What do you see when you look at the word “E K O R T S”? Here’s a clue: It’s a rebus, which Paul Fisher describes as “an enigmatic representation of a name, work, phrase or idea, by pictures, words, prepositions, groupings, comparisons or contrasts; or where a punning application of each syllable of a word is given.”

Any guesses?

This is just one example of the interactive challenges that Fisher, a consultant specializing in the use of creativity and critical thinking, presents to encourage innovation and energize the brain.

Fisher’s philosophy is that by challenging yourself to think in completely different ways, you stimulate synapses and change the connections in your brain. In his Boot Camp for the Brain classes, this is accomplished through a series of brain games, puzzles, riddles, palindromes, rebuses, visual challenges and optical illusions.

“Your brain is very much like a hillside. When animals track up a hill, they all follow each other, and a trail forms up that hill. Your brain is the same: If you follow the same paths and habits, you make these connections in your neural network. It’s hard to change unless you change the path and try to climb the hill in a different manner,” says Fisher, who also serves as executive director of Arts Integration Solutions.

Even changing small habits can help build new neural connections. “How do you make your coffee in the morning; how do you drive to work?
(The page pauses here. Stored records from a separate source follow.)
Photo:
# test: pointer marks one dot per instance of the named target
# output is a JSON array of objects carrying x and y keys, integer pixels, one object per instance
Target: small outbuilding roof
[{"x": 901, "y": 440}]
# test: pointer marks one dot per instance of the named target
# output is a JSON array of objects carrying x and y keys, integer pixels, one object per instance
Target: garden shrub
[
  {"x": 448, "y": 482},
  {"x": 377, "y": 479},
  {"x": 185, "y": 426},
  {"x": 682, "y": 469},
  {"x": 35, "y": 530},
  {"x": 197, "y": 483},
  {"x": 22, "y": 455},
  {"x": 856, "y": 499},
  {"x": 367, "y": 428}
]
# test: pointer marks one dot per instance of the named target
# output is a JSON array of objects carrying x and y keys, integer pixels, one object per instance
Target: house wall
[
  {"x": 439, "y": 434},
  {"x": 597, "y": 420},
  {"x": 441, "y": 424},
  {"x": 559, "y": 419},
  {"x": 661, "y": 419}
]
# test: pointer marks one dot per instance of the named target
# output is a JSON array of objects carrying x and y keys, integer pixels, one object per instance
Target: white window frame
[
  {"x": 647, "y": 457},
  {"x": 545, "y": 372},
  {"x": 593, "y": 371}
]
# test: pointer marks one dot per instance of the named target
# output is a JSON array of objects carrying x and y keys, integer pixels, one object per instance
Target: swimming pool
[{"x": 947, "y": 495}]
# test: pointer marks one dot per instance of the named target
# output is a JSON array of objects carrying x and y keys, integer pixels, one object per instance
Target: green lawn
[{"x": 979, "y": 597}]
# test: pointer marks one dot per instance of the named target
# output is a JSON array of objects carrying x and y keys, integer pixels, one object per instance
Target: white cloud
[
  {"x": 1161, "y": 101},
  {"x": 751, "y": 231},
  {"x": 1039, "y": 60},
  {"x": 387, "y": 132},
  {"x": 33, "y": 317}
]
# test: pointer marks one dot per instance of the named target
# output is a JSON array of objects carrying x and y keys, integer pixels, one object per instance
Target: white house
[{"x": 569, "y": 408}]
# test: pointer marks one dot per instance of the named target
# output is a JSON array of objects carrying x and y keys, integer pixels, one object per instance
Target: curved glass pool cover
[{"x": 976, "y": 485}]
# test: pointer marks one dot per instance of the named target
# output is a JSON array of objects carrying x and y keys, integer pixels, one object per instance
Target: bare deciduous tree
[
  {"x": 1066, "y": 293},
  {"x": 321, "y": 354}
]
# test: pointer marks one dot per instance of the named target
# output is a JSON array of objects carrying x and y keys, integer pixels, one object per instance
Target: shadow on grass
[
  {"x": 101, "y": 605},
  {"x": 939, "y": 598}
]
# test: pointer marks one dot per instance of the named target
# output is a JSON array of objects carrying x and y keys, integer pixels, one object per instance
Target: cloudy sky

Force yourself to do it differently. It turns out to be harder than you think,” says Fisher. “If you don’t pay attention it’s easy to slip back into the old mode of doing things. But you can start with little things and then break bigger behaviors.”

If you like solving puzzles, Fisher encourages you to mix it up and try different genres. “When you get really good at something, you can keep doing it for pleasure, but you should also look for something that’s harder and start again,” he says.

“I really do believe that the brain is an underused organ,” Fisher says. “Like any muscle, if you only exercise it in one way you will not exact the same change.”

Fisher says that everyone can benefit from these kinds of mental gymnastics — older folks who want to stay cogent as they age, people in business who want to change the way they look at problems, students who want to sharpen their mental skills.

A self-described puzzle nut, Fisher has been fascinated with puzzles since he was a child growing up in London. He earned a bachelor’s degree in education from Birmingham University, UK and certification in the principles of brain-based learning here in Tucson. He was director of education for the Tucson Pima Arts Council from 1990 to 1995.

Although Fisher has an eclectic background as a performer, producer, author and lecturer, his primary focus is the integration of arts in education. “I bring teachers and artists together to solve puzzles of how we can engage students more interactively in school,” he says.

Fisher has drawn on his Jewish heritage to teach special programs at Tucson Hebrew Academy. He also narrated “Chasidic fairytales from the mixed-up shtetl of Chelm,” a family musical program that preceded an animated film at the 2005 Tucson International Jewish Film Festival.

In 2007 he was awarded a “Lumie” from the Arizona Daily Star and Tucson Pima Arts Council for his years of distinguished service in arts and education. In 2003, he received the Buffalo Exchange Arts Award from the Community Foundation of Southern Arizona for outstanding contributions to arts in the community through education, organization and advocacy.

Fisher will lead three Boot Camp for the Brain sessions at the Tucson Jewish Community Center on Sundays Nov. 24, Dec. 1 and Dec. 8 from 2 to 4 p.m. The cost for the series is $40 for JCC members and $50 for nonmembers. Each class will include both brain research theory and engaging applications to exercise your brain and challenge you to think differently. Fisher says that if you can’t attend all three, you can still get a lot out of one or two sessions.

And in case you were still wondering about that rebus, the answer is “backstroke.”